En effet, une des particularité de fonctionnement de l’hôpital
Schweitzer est que le personnel et leur famille vivent sur le site,
c’est le Village-hôpital.
Pour les aider dans ce projet, Johanna et Walter
Munz ont fait appel à Roland Chevalley,
art-thérapeute, ainsi qu'à Claire Vermeille, ergothérapeute.
Roland Chevalley est un art-thérapeute reconnu, qui anime un atelier à
la clinique psychiatrique de Bellelay en Suisse. En 2000, ils mettent
en route l’atelier dans les locaux d’une ancienne maternité.
En 2002, 2003, 2005 et 2006, Delphine André
et Cécile Guieu
prennent le relais et animent l’atelier de l’hôpital Albert Schweitzer,
ponctuellement, pour en redynamiser les projets. Cécile et Delphine
sont plasticiennes et formées en art-thérapie.
En 2005, l’atelier déménage et s’installe dans le local INFO SIDA situé
à l’entrée de l’hôpital. Le nouvel atelier est plus en vue et plus
facile d’accès pour les malades.
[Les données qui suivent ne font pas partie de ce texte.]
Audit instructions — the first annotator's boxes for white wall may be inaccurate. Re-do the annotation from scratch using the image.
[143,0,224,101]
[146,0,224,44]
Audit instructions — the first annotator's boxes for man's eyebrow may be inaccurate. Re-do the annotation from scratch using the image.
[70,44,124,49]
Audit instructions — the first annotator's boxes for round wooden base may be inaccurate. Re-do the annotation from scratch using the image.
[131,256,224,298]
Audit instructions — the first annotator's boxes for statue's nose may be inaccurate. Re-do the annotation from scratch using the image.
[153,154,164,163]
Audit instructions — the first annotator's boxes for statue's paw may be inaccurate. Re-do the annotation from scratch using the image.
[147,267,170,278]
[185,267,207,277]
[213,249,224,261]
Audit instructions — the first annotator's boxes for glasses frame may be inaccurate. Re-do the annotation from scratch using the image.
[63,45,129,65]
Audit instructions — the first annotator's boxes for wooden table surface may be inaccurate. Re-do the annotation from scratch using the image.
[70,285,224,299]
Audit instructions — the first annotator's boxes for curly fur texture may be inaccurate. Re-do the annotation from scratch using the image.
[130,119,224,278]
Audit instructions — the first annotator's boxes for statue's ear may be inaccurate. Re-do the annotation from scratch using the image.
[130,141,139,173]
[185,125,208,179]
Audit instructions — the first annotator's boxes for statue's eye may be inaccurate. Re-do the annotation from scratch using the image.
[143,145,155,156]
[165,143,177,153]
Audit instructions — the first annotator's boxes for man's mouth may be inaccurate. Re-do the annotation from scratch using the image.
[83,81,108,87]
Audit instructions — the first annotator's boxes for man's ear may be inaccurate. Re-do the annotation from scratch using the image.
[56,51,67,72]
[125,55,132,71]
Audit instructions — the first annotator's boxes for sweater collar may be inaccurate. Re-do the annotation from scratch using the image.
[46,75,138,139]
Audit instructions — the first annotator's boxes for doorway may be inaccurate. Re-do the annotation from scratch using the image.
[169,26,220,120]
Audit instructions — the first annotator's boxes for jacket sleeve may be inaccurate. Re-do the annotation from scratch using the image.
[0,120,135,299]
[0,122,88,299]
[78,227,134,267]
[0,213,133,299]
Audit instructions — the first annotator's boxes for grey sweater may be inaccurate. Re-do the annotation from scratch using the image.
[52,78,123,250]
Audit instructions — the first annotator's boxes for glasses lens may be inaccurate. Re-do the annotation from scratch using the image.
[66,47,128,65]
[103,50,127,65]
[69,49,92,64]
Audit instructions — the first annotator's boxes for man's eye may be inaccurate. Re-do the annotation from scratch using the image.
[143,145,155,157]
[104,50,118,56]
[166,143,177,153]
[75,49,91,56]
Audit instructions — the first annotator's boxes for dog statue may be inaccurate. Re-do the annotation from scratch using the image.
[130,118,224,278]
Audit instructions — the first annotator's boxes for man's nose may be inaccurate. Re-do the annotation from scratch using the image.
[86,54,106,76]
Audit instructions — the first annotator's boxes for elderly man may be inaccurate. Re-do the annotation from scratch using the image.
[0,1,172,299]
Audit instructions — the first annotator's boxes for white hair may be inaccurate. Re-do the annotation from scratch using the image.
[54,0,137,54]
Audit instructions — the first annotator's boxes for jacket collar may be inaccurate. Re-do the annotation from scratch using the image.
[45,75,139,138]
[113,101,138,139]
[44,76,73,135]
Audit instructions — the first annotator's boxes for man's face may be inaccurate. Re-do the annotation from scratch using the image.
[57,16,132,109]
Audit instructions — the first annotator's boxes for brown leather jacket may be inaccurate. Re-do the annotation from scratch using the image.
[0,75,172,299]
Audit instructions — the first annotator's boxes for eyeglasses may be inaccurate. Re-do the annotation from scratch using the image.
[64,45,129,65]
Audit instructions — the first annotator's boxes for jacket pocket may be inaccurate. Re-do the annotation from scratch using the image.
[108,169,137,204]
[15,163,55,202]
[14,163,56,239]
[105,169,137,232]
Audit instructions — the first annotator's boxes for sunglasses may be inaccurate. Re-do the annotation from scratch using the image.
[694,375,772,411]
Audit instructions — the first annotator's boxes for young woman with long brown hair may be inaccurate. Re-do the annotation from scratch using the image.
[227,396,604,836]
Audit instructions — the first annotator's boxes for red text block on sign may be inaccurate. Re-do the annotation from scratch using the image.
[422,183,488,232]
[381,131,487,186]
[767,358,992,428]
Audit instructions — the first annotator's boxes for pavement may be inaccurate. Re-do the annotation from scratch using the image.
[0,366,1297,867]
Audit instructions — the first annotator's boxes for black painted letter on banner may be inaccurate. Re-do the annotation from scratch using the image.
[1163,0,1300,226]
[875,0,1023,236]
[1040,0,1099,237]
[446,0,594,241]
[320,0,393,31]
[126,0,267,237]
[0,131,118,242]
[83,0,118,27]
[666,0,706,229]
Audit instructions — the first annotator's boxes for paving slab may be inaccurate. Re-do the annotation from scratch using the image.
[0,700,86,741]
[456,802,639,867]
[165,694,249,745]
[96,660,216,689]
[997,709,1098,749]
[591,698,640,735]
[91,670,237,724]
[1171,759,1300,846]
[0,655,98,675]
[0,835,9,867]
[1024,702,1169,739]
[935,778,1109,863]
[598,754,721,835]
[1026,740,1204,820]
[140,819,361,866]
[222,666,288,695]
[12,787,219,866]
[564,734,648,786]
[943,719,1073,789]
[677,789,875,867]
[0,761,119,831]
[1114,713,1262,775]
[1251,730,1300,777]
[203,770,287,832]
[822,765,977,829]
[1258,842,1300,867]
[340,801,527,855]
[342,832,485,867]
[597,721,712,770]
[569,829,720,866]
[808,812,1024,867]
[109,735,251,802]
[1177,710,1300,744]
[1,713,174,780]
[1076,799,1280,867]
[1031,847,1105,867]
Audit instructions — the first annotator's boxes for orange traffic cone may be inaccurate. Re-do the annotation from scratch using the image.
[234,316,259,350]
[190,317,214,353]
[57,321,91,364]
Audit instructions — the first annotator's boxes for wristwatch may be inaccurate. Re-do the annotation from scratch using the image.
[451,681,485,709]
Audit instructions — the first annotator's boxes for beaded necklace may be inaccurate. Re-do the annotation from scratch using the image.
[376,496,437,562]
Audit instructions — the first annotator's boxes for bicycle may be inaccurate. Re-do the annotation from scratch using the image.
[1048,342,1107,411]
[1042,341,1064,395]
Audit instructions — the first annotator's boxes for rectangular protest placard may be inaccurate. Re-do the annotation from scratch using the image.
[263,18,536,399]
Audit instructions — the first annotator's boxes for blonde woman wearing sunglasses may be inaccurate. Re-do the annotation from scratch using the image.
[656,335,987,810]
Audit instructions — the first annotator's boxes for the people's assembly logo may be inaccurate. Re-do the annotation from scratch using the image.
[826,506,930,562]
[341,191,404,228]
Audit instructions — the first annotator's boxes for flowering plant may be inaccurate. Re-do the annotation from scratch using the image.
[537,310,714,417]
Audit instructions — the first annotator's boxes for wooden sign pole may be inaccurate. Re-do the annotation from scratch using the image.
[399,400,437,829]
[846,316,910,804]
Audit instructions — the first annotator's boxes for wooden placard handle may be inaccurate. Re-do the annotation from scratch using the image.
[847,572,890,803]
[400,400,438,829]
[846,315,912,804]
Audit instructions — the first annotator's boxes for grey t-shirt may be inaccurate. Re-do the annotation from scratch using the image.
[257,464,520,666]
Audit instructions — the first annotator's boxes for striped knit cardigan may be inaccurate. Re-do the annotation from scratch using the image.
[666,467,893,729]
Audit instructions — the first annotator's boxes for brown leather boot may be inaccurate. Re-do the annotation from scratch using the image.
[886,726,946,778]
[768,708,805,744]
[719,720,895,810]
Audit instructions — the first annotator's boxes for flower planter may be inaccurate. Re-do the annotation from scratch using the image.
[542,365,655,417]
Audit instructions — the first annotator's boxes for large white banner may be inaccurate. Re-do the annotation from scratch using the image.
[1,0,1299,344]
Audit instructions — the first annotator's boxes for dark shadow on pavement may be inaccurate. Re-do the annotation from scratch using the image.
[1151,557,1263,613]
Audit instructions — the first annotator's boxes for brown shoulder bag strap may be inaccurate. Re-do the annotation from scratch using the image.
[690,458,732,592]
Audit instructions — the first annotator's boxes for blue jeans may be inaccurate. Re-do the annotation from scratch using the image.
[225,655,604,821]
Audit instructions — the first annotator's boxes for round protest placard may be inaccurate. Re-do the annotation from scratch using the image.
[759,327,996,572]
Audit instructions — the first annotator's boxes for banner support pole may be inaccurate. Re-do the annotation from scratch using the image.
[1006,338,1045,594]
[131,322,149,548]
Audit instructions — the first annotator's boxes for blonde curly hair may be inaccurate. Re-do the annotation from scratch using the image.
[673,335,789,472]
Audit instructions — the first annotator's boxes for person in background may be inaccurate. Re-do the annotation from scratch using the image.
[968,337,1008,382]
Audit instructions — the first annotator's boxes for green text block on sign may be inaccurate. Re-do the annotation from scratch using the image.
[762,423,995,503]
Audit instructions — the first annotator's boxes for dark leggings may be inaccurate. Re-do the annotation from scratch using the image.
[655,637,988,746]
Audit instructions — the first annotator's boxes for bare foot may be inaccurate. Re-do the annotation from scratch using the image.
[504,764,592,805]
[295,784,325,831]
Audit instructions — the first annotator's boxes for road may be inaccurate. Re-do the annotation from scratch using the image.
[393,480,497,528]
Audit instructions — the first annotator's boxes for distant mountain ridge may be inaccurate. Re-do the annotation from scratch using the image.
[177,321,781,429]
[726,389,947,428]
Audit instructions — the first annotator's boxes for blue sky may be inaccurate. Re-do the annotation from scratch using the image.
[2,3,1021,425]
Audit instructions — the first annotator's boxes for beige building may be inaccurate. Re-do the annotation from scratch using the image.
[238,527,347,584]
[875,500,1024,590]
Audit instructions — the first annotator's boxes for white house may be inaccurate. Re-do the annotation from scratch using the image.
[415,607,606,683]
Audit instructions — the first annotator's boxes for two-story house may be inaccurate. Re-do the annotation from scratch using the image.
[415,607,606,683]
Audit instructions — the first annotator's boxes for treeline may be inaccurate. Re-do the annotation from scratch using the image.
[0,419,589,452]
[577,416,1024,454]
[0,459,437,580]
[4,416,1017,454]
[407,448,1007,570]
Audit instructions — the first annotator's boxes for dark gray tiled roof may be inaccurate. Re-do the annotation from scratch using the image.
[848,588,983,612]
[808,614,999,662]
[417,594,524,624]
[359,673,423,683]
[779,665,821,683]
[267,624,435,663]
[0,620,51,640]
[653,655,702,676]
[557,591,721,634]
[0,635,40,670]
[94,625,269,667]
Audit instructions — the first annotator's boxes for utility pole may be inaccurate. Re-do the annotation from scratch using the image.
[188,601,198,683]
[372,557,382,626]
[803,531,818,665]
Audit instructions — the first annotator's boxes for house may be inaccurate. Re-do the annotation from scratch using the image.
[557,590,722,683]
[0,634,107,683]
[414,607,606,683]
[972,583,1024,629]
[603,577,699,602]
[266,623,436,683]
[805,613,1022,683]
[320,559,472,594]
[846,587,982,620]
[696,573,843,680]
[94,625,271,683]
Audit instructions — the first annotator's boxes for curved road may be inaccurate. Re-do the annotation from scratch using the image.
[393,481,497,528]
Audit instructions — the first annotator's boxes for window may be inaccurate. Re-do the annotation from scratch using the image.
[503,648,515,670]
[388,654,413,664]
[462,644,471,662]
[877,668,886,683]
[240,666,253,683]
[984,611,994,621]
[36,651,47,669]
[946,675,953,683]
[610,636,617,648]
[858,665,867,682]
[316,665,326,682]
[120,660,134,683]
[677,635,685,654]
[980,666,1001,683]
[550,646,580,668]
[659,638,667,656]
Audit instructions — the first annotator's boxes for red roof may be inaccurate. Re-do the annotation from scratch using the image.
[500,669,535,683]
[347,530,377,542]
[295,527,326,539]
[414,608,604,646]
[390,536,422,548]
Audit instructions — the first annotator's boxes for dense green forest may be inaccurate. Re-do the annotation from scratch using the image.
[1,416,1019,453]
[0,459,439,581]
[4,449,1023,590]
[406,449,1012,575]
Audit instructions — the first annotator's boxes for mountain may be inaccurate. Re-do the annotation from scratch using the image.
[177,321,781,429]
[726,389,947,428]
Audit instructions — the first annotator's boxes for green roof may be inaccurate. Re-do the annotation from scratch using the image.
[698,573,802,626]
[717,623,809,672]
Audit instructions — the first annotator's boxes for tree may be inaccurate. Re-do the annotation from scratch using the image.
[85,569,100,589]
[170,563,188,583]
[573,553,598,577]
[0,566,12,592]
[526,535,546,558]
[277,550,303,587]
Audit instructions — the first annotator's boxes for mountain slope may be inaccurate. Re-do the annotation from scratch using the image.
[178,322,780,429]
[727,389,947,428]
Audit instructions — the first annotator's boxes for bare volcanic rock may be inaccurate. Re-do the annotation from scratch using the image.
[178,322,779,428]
Les personnes hospitalisées qui le
souhaitent, les patients en psychiatrie (de moins en moins nombreux,
car soignés à Libreville), les enfants et les adolescents du
Village-hôpital sont accueillis. Pour les patients qui ne peuvent pas
se déplacer, les animatrices et des jeunes de l’atelier se rendent à
leur chevet avec du matériel de peinture adapté.
Fonctionnement
L’atelier est animé par Delphine et par Cécile environ deux mois par
année, en juillet et en août. A cette occasion, du matériel de peinture
est ramené d’Europe. Il s’agit d’outils simples, mais de bonne qualité.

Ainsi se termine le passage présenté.